Achieving breakthrough levels of improvement for people with chronic conditions requires that an organization make changes to improve six fundamental areas in parallel:

  • Self-Management: Effective self-management is very different from telling patients what to do. Patients have a central role in determining their care, one that fosters a sense of responsibility for their own health.
  • Decision Support: Treatment decisions need to be based on explicit, proven guidelines supported by at least one defining study.
  • Clinical Information System: A registry — an information system that can track individual patients as well as populations of patients — is a necessity when managing chronic illness or preventive care.
  • Delivery System Design: The delivery of patient care requires not only determining what care is needed, but clarifying roles and tasks to ensure the patient gets the care; making sure that all the clinicians who take care of a patient have centralized, up-to-date information about the patient’s status; and making follow-up a part of standard procedure.
  • Organization of Health Care: The effort to improve care should be woven into the fabric of the organization and aligned with a quality improvement system.
  • Community: Community programs and organizations that can support or expand a health system’s care for chronically ill patients and prevention strategies are often overlooked.

Many health care organizations in several countries have used the Model for Improvement* very successfully to improve chronic illness care. Using the key elements of the model, especially testing changes on a small scale with Plan-Do-Study-Act (PDSA) cycles,** has helped organizations improve care for their patients with chronic conditions.

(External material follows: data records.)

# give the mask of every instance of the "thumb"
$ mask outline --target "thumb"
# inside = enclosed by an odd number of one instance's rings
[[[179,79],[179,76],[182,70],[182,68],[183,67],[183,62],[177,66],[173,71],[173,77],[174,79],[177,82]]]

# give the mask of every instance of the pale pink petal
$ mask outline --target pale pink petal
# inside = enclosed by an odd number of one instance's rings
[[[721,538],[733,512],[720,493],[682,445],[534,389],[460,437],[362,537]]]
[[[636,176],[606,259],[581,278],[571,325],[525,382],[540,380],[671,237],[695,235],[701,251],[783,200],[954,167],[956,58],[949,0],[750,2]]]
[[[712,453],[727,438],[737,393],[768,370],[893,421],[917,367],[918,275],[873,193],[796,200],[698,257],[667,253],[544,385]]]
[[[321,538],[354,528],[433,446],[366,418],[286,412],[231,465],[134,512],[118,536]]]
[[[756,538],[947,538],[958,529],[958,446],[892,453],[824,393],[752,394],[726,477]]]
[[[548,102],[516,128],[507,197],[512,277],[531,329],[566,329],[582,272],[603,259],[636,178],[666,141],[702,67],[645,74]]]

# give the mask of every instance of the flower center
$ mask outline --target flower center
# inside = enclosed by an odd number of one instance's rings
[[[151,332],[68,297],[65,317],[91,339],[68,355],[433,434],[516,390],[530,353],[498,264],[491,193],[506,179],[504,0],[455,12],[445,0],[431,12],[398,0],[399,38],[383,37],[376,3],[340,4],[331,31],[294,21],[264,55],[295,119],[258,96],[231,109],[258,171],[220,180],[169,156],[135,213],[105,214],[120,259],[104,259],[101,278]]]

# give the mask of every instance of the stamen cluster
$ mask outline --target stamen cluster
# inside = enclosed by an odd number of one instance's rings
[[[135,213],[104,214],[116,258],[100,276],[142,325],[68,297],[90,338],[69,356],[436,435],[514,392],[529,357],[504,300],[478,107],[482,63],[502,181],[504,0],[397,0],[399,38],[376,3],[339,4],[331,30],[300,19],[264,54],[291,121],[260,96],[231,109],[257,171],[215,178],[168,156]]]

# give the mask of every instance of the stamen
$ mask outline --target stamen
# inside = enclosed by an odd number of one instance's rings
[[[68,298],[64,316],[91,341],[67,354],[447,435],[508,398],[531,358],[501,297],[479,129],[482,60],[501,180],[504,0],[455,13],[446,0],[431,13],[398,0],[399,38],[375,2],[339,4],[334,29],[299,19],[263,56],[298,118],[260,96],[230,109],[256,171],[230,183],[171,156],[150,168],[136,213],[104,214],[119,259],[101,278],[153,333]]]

Improvement efforts should be led by a multidisciplinary core team. Forming the Team


Model for Improvement 
Setting Aims
Improvement requires setting aims. The aim should be time-specific and measurable; it should also define the specific population of patients that will be affected.
Establishing Measures
Teams use quantitative measures to determine if a specific change actually leads to an improvement.

Selecting Changes
All improvement requires making changes, but not all changes result in improvement. Organizations therefore must identify the changes that are most likely to result in improvement.

Testing Changes
The Plan-Do-Study-Act (PDSA) cycle is shorthand for testing a change in the real work setting — by planning it, trying it, observing the results, and acting on what is learned. This is the scientific method used for action-oriented learning.
 

Sources:

*Langley GL, Nolan KM, Nolan TW, Norman CL, Provost LP. The Improvement Guide: A Practical Approach to Enhancing Organizational Performance.

**The Plan-Do-Study-Act (PDSA) cycle was originally developed by Walter A. Shewhart as the Plan-Do-Check-Act (PDCA) cycle. W. Edwards Deming modified Shewhart's cycle to PDSA, replacing "Check" with "Study."